What doesn't happen on mono 2017-02 is the call to `mono_thread_internal_stop` on each threadpool thread, so in `mono_thread_suspend_all_other_threads` we end up not discarding thread 5, and we indefinitely wait on it.

The quick fix is to use `NSApplication.SharedApplication.Terminate` in place of `Environment.Exit` in the TestRunner in macios.

A longer term fix is to fix `Environment.Exit` so it doesn't hang on shutdown.

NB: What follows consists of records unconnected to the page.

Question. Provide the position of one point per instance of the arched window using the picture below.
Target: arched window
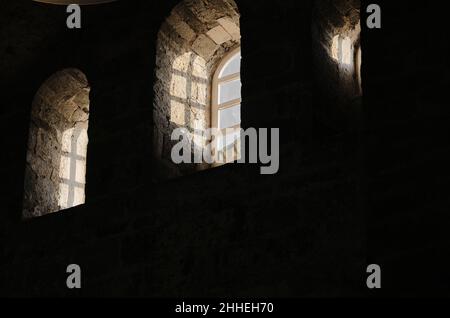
(226, 108)
(197, 38)
(57, 147)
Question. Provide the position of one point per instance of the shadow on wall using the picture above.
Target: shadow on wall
(190, 45)
(337, 58)
(57, 148)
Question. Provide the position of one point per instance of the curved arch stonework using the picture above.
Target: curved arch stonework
(57, 147)
(191, 43)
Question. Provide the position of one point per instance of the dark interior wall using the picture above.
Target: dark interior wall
(226, 231)
(337, 97)
(406, 79)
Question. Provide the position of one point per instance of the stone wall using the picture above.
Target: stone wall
(191, 43)
(336, 33)
(59, 118)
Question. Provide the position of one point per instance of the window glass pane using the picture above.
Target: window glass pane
(229, 91)
(229, 140)
(229, 117)
(233, 66)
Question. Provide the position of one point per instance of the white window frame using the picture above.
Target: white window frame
(216, 107)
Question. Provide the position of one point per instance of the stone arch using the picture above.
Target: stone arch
(57, 147)
(190, 45)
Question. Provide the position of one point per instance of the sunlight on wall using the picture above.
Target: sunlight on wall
(342, 50)
(72, 171)
(189, 105)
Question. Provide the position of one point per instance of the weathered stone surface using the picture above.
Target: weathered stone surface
(191, 43)
(59, 110)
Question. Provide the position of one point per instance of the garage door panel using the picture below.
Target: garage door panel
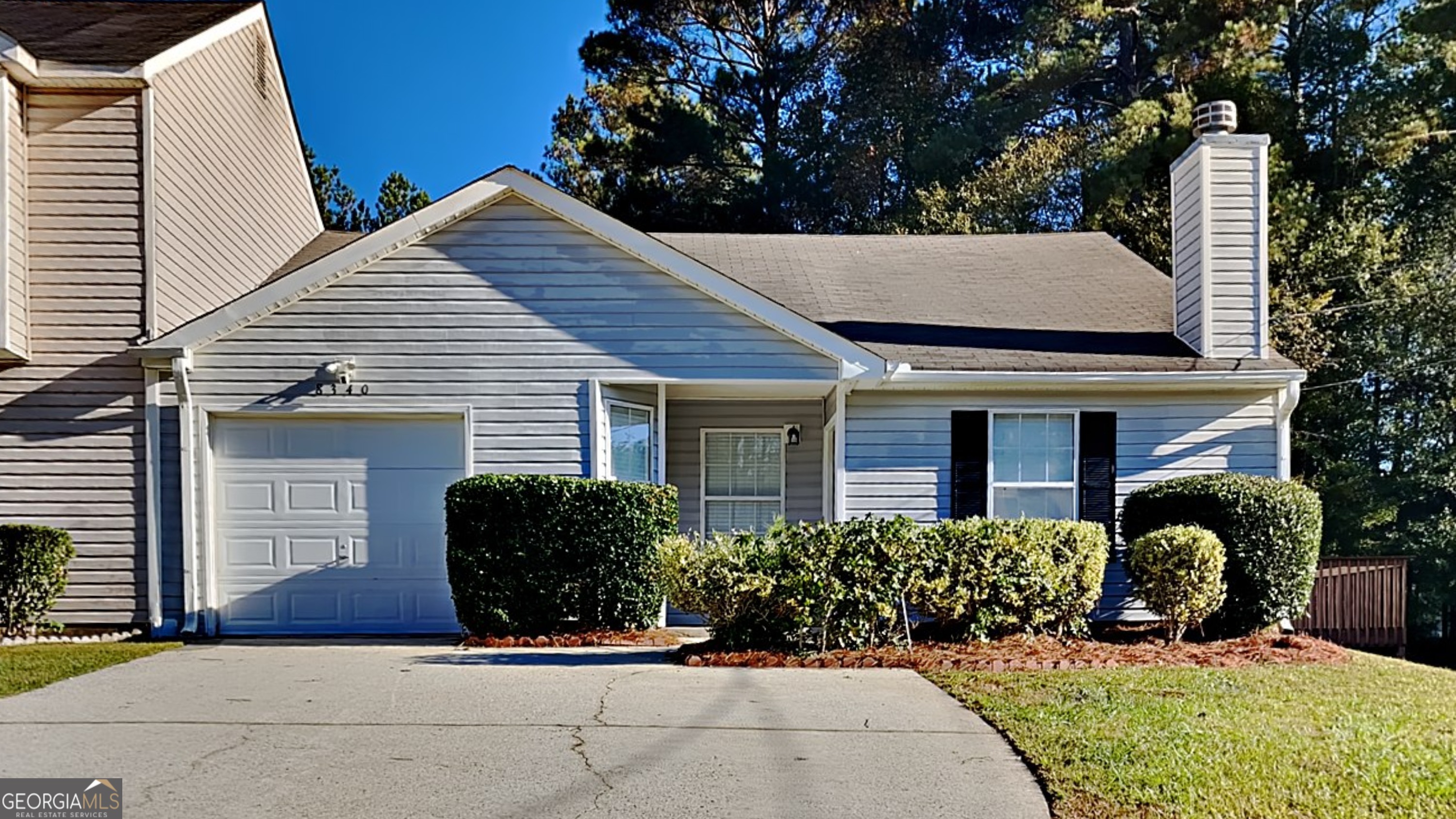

After discussing the matter with @Rolf and @Chris, it was decided to use the quick fix for now, fill up a new bug with a simpler repro, and have me work on the longer term fix.
Comment 8 Aaron Bockover [MSFT] 2017-05-26 15:51:15 UTC
Here is a standalone test case. Drop the AppDelegate.cs file in place of the default one from a Xamarin.Mac application template and run:

https://gist.github.com/abock/2c39c1c21ffabe9252bd84c89f03ec2a
Comment 9 Aaron Bockover [MSFT] 2017-05-26 15:52:58 UTC
Reopening since I have provided a simple repro case. With this bug, Environment.Exit hangs, libc's exit(3) is never called, and thus atexit(3) never calls our handler.
Comment 10 Aaron Bockover [MSFT] 2017-06-07 19:43:17 UTC
I suspect this bug is also the underlying reason for https://bugzilla.xamarin.com/show_bug.cgi?id=57223
Comment 11 Alan McGovern 2017-06-26 15:34:18 UTC
I believe this is a bug in NSRunLoopIntegration. it should be implemented as follows:

https://github.com/mono/guiunit/blob/master/src/framework/GuiUnit/MonoMacMainLoopIntegration.cs#L58-L60

We must exit the application using NSApplication.Terminate otherwise there are no guaratees the application will actually exit.